La France garde-t-elle une culture du papier ?

Je suis très confiant dans l’avenir du livre. Par contre j’ai une inquiétude sur l’avenir des libraires de par le phénomène de « plateformisation », de digitalisation. Nous prenons de moins en moins de temps pour aller dans les librairies. Très souvent on a envie d’avoir un livre, tout de suite, de ne pas se déplacer, oriente vers des géants du secteur plutôt que vers un partage humain avec le libraire, le plaisir de chiner. Ce sont ces types de comportements individuels que nous cherchons à interroger, non pas pour les juger, mais afin de s’assurer de la compréhension des conséquences induites.

 

Certains départements mettent en place le livre scolaire numérisé, alors que des études ont montré que l’on retient moins bien sur un écran. Comment voyez-vous les choses ?

Il y a eu une sorte d’ivresse collective à rendre toute l’école numérique. Certaines régions ou départements en ont fait une victoire politique, en communiquant notamment sur le pourcentage d’élèves équipés d’iPad. La question des effets sur la santé via la lumière bleue est par contre elle passée sous silence.

Nous sommes devant un paradoxe prônant d’un côté la diminution de la durée d’exposition à des écrans et de l’autre la distribution d’iPads. Pour autant, Il ne faut pas se couper du numérique, ou le mettre en concurrence avec le papier. Il me paraît difficile de remplacer le plaisir de toucher du papier, de l’objet en lui-même, du plaisir de le voir dans sa bibliothèque pour des raisons qui sont personnelles et donc uniques.
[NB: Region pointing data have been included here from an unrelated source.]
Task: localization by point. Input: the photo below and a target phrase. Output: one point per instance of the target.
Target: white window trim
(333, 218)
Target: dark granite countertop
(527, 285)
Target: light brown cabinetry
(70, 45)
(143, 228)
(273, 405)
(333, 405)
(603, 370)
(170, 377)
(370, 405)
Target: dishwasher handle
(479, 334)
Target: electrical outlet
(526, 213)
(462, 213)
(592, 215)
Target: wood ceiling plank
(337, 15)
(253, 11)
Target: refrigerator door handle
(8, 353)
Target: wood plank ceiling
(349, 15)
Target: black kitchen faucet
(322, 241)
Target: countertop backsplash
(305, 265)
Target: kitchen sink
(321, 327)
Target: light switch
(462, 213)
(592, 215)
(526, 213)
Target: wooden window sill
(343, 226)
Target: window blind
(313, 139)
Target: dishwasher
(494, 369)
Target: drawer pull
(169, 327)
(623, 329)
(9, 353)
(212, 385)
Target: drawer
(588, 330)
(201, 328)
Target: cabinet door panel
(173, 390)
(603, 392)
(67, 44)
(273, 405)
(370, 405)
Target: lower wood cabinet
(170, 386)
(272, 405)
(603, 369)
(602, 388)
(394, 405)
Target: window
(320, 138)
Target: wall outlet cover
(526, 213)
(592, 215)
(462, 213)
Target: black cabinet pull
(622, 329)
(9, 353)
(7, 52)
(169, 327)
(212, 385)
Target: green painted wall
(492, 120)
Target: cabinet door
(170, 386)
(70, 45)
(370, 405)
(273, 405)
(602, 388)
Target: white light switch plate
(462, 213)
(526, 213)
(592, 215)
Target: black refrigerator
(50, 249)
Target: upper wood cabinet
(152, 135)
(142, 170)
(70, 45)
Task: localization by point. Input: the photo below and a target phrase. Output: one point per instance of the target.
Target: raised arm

Je fais souvent un parallèle avec la musique. Je fais partie d’une génération qui a connue les cassettes, les mini-disc, les CDs, des trucs qui peuvent paraître un peu bizarre aujourd’hui… Maintenant, nous avons de la musique en ligne, et j’en écoute tous les jours. Mais cela ne m’empêche pas de rechercher le plaisir d’écouter un bon vinyle à la maison. Je ne pense pas être le seul dans ce cas puisque l’économie du business du vinyle est en forte augmentation.